En un instante, Mina pasó, sin controlar sus actos, entre los muros de piedra del castillo, más allá de unos paneles de madera adornados con pinturas, con la vista nublada por la velocidad. Bajó por una escalera de caracol. De algún modo, su cuerpo parecía saber exactamente adónde iba. Oía el viento y notaba sus ráfagas. Volvía a hacer frío. Estaba fuera, en la nieve.

Se detuvo con un temblor que la dejó mareada. Se quedó de pie ante los restos derrumbados de una capilla profanada. El techo se había derrumbado mucho tiempo atrás, y los bancos de madera estaban podridos por siglos de desatención y erosión. La estatua de Cristo que había colgada sobre el altar yacía rota en el suelo de piedra.
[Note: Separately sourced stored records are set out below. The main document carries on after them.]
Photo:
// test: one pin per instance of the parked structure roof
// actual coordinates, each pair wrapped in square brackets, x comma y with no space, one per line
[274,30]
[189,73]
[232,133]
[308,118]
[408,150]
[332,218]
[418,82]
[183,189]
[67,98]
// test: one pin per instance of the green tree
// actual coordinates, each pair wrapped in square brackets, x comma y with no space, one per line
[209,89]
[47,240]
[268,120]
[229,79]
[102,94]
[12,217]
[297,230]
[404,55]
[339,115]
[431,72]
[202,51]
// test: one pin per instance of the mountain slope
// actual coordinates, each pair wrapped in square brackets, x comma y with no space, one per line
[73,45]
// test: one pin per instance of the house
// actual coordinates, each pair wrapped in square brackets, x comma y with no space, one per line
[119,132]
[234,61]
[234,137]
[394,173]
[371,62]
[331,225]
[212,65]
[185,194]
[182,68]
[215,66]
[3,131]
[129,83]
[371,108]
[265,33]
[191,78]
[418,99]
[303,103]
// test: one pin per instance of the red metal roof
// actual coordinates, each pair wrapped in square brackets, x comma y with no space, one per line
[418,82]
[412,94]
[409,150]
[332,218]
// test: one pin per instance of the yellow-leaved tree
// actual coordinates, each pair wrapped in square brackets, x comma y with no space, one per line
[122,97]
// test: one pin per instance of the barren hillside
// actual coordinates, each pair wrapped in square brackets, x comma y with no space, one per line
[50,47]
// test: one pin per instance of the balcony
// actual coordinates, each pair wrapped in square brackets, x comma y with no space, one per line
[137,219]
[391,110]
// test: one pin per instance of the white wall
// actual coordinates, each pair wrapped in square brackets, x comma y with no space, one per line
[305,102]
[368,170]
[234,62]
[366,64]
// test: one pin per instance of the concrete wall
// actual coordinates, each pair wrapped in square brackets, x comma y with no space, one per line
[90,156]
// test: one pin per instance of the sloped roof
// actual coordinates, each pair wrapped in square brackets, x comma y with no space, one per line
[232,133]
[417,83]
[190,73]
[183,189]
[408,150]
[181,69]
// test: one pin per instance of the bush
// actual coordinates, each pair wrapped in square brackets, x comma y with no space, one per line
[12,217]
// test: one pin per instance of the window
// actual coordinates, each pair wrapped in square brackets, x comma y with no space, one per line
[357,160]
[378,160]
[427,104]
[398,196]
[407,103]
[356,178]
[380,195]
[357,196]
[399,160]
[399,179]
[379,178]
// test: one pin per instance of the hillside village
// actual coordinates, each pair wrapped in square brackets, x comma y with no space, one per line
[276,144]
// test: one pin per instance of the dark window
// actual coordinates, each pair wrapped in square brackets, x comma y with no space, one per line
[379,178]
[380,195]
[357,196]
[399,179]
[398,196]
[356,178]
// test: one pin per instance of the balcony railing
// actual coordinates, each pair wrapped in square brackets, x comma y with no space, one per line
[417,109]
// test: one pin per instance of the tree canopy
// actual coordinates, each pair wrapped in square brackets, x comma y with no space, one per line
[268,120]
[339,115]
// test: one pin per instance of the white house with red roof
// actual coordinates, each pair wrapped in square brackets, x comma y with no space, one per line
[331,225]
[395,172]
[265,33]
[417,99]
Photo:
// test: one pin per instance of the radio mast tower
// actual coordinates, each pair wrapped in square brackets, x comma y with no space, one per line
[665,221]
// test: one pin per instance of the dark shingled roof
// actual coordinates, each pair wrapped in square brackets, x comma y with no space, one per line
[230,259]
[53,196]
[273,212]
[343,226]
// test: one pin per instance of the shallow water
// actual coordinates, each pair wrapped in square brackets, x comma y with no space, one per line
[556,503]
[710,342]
Ella se concentró en la base del altar. La bruma blanca reunida allí se juntaba y se reconstituía. Mina observó asombrada que un cuerpo tomaba forma. Drácula. Estaba chamuscado de negro por el fuego del sol, tenía la garganta cortada, todavía tenía el kukri clavado en el pecho. Su sangre continuaba manando. Sin embargo, de algún modo, vivía, gritando y retorciéndose por un dolor torturante.

Drácula estaba vivo. Mina se maravilló del genio táctico de su príncipe oscuro. Había convertido la banda de héroes en una banda de ilusos.

La criatura agarró la empuñadura del cuchillo kukri y trató de arrancárselo del pecho con manos esqueléticas. Mina quería correr a ayudarle, pero la fuerza que estaba controlando su cuerpo sólo le permitía caminar lentamente hacia delante. Oyó sus tacones en el suelo de piedra. Con la luna brillando ahora tras ella, la sombra de Mina cayó sobre el príncipe. Drácula sintió su presencia. Los ojos hundidos en su chamuscada cadavérica cabeza se volvieron hacia ella al tiempo que estiraba una mano suplicante.


Sânge!

Aunque Mina nunca había hablado rumano, sabía que le estaba pidiendo su sangre. Ella se oyó reír, una risa de mofa, victoriosa. Esperó mientras su bota larga de cuero negro se apoyaba en la empuñadura del cuchillo
kukri
.

Los ojos de la criatura destellaron de rabia. Mina se oyó hablar en una voz y una lengua que no eran las suyas.

—Afirmas una superioridad moral, pero me rechazas como a una zorra adúltera.

La mente de Mina daba vueltas, ¿qué estaba diciendo?

Oyó que su voz bramaba un aullido gutural.